//! # `🗜 presser`
//!
//! **Utilities to help make copying data around into raw, possibly-uninitialized buffers
//! easier and safer.**
//!
//! ## Motivation
//!
//! `presser` can help you when copying data into raw buffers. One primary use-case is copying data into
//! graphics-api-allocated buffers which will then be accessed by the GPU. Common methods for doing this
//! right now in Rust can often invoke UB in subtle and hard-to-see ways. For example, viewing an allocated
//! but uninitialized buffer as an `&mut [u8]` **is instantly undefined behavior**\*, and `transmute`ing even a
//! `T: Copy` type which has *any padding bytes in its layout* as a `&[u8]` to be the source of a copy is
//! **also instantly undefined behavior**, in both cases because it is *invalid* to create a reference to an invalid
//! value (and uninitialized memory is an invalid `u8`), *even if* your code never actually accesses that memory.

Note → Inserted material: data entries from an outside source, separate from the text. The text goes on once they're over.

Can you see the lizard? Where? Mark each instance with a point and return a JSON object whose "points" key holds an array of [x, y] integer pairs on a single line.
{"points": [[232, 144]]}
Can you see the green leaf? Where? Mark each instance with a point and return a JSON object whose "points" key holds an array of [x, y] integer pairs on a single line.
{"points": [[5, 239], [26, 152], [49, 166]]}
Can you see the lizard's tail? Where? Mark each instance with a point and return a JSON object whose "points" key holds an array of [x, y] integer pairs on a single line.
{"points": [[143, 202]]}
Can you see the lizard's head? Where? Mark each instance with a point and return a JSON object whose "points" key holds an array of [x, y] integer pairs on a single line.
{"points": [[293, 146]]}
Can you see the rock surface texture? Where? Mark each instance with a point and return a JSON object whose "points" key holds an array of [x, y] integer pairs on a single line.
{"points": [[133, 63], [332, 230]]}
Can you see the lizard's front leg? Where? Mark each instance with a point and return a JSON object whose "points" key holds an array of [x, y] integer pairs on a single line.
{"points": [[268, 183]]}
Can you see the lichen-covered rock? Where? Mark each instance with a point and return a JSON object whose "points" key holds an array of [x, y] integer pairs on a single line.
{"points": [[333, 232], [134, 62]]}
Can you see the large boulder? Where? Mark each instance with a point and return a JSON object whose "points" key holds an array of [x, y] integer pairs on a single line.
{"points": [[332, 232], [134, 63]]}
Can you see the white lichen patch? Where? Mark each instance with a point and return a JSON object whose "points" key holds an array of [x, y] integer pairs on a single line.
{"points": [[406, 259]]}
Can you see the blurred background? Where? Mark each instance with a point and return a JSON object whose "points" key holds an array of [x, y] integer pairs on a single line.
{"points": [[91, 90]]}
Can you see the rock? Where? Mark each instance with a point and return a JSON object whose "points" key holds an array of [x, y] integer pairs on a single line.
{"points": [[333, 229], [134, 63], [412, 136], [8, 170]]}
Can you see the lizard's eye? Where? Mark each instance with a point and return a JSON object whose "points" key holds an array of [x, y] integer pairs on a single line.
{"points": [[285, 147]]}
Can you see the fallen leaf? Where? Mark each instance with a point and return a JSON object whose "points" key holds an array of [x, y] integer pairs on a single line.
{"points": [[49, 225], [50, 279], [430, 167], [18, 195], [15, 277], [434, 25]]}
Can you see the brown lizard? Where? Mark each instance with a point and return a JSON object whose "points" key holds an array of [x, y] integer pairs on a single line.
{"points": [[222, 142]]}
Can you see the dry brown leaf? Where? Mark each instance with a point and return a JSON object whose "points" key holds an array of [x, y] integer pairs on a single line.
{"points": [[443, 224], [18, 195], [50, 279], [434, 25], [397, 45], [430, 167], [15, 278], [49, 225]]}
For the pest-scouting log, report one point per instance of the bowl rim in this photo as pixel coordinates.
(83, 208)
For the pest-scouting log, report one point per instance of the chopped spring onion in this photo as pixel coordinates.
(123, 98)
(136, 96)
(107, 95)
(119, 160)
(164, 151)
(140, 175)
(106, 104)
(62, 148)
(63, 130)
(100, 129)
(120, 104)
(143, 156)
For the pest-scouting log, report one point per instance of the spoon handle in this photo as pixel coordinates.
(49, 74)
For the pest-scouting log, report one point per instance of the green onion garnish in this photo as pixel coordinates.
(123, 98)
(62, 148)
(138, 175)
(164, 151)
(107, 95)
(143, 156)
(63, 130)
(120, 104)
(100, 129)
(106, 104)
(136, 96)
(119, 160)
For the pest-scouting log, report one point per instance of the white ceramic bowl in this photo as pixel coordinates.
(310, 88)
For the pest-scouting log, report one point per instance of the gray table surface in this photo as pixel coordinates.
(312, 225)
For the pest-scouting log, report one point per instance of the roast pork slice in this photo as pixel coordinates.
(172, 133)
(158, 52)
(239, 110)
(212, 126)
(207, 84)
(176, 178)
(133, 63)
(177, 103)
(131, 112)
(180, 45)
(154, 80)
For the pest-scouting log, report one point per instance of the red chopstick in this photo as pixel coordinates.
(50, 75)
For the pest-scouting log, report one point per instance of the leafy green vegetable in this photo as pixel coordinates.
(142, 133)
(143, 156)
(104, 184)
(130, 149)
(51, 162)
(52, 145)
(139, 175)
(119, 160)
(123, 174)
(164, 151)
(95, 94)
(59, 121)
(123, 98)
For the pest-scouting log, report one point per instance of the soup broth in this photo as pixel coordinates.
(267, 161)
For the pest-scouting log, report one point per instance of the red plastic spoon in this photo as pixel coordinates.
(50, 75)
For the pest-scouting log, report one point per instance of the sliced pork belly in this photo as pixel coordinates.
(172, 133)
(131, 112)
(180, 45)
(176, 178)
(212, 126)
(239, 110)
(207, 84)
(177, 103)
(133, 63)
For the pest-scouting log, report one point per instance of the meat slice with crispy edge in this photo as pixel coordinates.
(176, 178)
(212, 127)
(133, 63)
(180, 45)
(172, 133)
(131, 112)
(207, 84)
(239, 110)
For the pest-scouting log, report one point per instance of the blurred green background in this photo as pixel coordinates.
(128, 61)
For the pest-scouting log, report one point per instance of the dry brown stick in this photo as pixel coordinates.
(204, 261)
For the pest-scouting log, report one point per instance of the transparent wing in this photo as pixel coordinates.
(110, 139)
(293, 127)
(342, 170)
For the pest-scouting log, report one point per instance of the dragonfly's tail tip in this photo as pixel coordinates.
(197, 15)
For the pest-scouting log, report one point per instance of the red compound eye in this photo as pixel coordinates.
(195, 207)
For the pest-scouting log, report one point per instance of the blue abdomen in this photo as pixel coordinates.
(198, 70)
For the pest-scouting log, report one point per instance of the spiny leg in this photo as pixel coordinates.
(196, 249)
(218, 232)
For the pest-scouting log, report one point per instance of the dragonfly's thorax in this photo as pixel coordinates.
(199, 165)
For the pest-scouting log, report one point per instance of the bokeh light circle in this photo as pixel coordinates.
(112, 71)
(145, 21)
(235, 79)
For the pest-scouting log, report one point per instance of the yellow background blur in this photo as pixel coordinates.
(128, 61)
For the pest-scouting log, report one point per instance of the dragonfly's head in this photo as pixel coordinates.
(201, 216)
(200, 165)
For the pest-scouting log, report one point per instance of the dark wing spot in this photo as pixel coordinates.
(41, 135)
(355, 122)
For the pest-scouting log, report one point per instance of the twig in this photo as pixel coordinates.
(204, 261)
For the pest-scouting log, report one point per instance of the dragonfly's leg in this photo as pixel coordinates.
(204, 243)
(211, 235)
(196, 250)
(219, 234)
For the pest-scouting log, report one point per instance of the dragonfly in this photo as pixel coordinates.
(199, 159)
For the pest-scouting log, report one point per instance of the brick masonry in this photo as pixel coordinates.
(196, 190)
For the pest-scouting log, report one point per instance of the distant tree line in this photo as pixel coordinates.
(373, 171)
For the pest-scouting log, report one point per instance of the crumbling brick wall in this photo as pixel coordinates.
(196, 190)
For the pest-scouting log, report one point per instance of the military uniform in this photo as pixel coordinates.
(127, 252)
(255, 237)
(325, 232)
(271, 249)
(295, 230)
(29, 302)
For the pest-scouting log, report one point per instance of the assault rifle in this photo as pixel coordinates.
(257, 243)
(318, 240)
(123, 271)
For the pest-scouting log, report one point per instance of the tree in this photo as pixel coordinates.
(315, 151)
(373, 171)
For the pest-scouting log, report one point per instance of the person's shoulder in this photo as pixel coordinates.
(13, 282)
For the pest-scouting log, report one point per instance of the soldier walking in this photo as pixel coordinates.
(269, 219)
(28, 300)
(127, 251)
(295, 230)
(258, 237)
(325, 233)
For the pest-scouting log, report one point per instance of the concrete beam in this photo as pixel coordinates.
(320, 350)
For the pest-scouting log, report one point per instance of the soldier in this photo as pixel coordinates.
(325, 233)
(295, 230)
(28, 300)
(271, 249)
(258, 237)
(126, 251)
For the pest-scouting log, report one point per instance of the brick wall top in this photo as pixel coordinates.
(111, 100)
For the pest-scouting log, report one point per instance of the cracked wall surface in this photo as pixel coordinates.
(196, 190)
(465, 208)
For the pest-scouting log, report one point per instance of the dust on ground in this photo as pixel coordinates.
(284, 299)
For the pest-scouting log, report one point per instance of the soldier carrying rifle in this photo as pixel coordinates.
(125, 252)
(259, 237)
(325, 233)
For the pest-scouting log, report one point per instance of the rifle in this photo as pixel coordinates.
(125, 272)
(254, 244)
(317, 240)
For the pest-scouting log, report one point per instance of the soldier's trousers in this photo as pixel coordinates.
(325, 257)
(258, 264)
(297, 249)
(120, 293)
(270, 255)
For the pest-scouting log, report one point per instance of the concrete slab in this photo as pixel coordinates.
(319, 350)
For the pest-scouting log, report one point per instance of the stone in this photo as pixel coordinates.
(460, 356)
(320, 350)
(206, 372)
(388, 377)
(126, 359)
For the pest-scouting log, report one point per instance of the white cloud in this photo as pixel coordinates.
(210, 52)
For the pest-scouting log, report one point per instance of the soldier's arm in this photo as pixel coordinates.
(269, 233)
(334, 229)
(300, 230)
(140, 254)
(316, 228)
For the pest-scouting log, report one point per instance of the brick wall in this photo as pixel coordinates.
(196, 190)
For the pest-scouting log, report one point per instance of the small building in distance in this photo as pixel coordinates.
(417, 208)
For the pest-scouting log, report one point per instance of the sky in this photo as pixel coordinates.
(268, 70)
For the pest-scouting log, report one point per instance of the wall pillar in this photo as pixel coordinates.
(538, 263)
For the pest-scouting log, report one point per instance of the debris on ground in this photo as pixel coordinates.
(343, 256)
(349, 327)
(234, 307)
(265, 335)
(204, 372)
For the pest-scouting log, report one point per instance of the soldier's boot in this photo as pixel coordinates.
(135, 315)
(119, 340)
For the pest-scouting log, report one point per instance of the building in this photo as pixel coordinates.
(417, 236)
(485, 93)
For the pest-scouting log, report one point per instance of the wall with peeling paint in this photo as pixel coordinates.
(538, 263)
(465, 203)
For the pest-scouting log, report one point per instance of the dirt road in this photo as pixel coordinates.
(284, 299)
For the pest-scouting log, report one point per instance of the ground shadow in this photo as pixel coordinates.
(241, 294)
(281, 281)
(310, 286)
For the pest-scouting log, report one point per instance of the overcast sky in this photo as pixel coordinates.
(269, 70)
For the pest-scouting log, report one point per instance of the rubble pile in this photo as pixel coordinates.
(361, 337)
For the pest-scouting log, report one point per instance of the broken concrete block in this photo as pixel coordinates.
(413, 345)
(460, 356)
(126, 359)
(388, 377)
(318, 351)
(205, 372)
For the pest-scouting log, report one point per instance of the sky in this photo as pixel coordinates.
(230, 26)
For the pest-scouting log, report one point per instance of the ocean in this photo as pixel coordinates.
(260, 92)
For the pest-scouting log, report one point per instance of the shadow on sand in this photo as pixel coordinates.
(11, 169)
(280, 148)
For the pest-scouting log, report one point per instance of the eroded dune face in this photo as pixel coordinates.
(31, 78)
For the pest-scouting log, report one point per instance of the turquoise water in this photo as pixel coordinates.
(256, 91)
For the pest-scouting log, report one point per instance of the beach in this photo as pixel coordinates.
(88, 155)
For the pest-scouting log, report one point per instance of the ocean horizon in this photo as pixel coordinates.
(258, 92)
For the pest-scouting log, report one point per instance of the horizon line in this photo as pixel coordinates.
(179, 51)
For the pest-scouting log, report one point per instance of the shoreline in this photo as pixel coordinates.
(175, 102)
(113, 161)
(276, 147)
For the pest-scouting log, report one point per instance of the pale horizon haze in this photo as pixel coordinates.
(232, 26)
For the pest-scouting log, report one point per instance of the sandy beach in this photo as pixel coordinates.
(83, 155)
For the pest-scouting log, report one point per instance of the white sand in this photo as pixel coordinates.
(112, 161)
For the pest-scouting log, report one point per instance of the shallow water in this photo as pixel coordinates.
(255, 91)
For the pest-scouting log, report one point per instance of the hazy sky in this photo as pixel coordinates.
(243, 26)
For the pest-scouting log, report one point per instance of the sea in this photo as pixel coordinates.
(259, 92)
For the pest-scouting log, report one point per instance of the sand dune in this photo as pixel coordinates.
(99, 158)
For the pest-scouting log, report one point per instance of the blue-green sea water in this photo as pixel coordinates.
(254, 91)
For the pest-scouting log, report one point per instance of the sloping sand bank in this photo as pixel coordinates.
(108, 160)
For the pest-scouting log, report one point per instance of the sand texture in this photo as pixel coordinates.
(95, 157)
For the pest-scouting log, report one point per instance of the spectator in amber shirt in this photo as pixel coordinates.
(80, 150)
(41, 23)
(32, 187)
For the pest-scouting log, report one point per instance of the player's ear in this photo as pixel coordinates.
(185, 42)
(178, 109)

//! This immediately makes what seems like the most straightforward way to copy data into buffers unsound 😬.
//!
//! `presser` helps with this by allowing you to view raw allocated memory of some size as a "[`Slab`]" of memory and then
//! provides *safe, valid* ways to copy data into that memory. For example, you could implement [`Slab`] for your
//! GPU-allocated buffer type, or use the built-in [`RawAllocation`] workflow described below, then use
//! [`copy_to_offset_with_align`] to copy any `T: Copy` data into that buffer safely for use on the GPU.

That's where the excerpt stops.